In a major development aimed at financial stability and strengthening the naira, the Central Bank of Nigeria (CBN) plans to resume its weekly intervention in the country’s foreign exchange (FX) market through the Bureau de Change (BDC) operators.

In 2021, the central bank, in a bid to achieve its mandate of safeguarding the value of the local currency, ensuring financial system stability, and shoring up external reserves, announced the immediate discontinuance of foreign currency sales to Bureau de Change (BDC) operators in the country.

However, the resumed intervention, which would reportedly commence today for funding as well as Tuesday for collection, will see the apex bank inject FX into the subsector in a bid to rescue the naira from further depreciation against major currencies, particularly the US Dollar. The collection will be at designated CBN branches in Lagos, Abuja, Kano, and Awka, while details of the naira accounts to be credited for funding bidding will also be made available today.

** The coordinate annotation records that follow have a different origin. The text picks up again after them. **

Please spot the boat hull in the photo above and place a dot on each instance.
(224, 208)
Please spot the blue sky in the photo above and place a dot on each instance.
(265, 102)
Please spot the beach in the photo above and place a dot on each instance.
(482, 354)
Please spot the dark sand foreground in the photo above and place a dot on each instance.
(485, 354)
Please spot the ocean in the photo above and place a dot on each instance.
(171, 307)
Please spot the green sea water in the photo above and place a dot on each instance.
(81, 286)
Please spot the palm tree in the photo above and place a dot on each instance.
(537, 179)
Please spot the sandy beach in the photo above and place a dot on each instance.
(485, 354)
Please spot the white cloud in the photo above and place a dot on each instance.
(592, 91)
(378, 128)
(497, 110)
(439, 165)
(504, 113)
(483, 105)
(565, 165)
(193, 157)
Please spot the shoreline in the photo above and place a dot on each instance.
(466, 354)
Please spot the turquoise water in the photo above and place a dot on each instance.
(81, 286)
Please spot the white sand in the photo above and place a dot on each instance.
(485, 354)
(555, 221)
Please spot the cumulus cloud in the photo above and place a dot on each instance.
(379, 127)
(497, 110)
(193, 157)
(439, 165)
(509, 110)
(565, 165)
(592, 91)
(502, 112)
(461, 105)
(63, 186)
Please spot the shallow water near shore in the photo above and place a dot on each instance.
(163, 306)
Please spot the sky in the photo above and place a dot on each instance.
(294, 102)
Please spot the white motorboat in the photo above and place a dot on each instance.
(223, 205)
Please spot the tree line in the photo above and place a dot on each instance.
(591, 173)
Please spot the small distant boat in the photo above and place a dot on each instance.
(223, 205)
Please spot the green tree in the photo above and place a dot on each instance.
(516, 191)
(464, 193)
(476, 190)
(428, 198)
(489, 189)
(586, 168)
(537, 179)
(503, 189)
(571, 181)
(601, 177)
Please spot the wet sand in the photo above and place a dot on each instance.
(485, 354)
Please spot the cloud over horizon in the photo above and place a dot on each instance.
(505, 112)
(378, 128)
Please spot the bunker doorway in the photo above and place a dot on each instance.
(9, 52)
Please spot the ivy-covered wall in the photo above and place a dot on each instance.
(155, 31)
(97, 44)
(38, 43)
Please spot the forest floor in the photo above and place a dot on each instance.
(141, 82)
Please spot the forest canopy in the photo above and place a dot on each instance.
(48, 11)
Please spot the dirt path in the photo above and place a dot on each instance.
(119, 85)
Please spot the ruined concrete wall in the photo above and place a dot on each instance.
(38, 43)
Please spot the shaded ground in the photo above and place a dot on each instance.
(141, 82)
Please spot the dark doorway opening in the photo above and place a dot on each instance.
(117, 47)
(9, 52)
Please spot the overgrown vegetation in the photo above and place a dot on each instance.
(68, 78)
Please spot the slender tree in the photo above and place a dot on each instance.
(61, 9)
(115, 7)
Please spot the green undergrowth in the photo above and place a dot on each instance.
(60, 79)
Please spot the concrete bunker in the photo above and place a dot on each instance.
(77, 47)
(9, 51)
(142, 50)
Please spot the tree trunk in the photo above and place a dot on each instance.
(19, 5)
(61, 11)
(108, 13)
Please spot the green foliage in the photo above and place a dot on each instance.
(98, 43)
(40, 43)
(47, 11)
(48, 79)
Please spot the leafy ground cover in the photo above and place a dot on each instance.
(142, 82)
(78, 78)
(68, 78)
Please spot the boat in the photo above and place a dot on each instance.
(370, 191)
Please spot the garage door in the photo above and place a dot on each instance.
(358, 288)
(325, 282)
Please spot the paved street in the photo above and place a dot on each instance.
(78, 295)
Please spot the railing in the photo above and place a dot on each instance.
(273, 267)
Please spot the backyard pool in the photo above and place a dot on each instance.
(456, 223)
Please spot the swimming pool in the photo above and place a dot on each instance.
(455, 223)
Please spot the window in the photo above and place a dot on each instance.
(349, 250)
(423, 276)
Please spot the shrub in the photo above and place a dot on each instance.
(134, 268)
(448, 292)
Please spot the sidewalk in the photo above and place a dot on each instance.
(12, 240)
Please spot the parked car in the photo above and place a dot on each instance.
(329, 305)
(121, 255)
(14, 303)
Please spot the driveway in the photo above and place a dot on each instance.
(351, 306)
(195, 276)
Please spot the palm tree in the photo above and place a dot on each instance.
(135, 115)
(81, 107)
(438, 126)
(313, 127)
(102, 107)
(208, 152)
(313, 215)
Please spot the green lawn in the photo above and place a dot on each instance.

CBN is also expected to publish the list of eligible BDCs to benefit from its funding using certain compliance criteria.National Executive Council of Association of Bureau De Change Operators of Nigeria (ABCON) hinted on the latest developments through a memo to its members over the weekend.

The association also warned members that it will no longer be business as usual under the new supervisory regime of the central bank, as any infringement or infraction would result in outright revocation of license and prosecution.

ABCON said through the association’s various engagements with the central bank, in conjunction with ABCON’s strategic partners, CBN had agreed to its request, under the bank’s supervision, to inject liquidity into the market through a weekly intervention beginning today.

CBN assured ABCON that the new circular on the Revised Regulatory and Supervisory Guidelines to BDCs, which was introduced over the weekend, was only a draft exposure that required the association’s inputs before the release of the final guidelines by the apex bank.

To that effect, the letters of the guidelines were not cast in stone, the association’s leadership told its members, who had been worried over the sweeping reforms in the document, which, among other things, prescribed N2 billion and N500 million minimum capital for national and state BDCs, respectively.